From the National Geographic Explorer at Sea
Dec 17, 2010 - National Geographic Explorer
Pulling away. In every sense that is what we had to do today as we spent the 17th day of December steaming further and further north. Further and further from a land that has given us six of its best days and a lifetime of memories. With the last white hillocks of the peninsula to our stern by the day’s official start at 12am we have been surrounded ever since by gentle seas. Even now, on our return, when everyone thought our weather luck would surely run out we are escorted homeward by a soothing swell and abundant seabirds. Dozens of Light Mantled Sooty and Black Browed albatross streamed in behind our ship throughout the day, joining the steady march north only to break off for minutes to hours before being replaced by another group/ individual a few minutes of latitude lower. The Light mantled sooty, even away from land where they breed, could be seen playing out their telltale flight pattern along the way. This involves two individuals flying in perfect unison, only for a few moments in most cases, but with a symmetry and grace that can be compared to figure skating or synchronized swimming. As the case may be they are looking for well suited lovers. That is what they are trying to establish in these flying displays- “can you handle these moves because if not you have no chance with me!”

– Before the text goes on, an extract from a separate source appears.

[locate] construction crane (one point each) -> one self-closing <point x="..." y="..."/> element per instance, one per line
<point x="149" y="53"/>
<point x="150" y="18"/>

Cape Petrels also accompanied our journey home and offered countless opportunities to explore the creative possibilities of our cameras. With their predictable and frequent flight paths along the ships aft quarter all one had to do was stand in a given spot and on the aft deck and let them skim by at eye level. By playing with shutter speed anyone can, in one instant, freeze and preserve these animals for their detail or, in the next, highlight the fact that they are in near perpetual motion, accentuating this by adding some creative blur.
With the day drifting to a close we entered even calmer seas and a near full moon. If our luck can hold out for just one more day this will be without question the finest stretch of weather this season. Just one more challenge awaits us tomorrow…the infamous Cape Horn.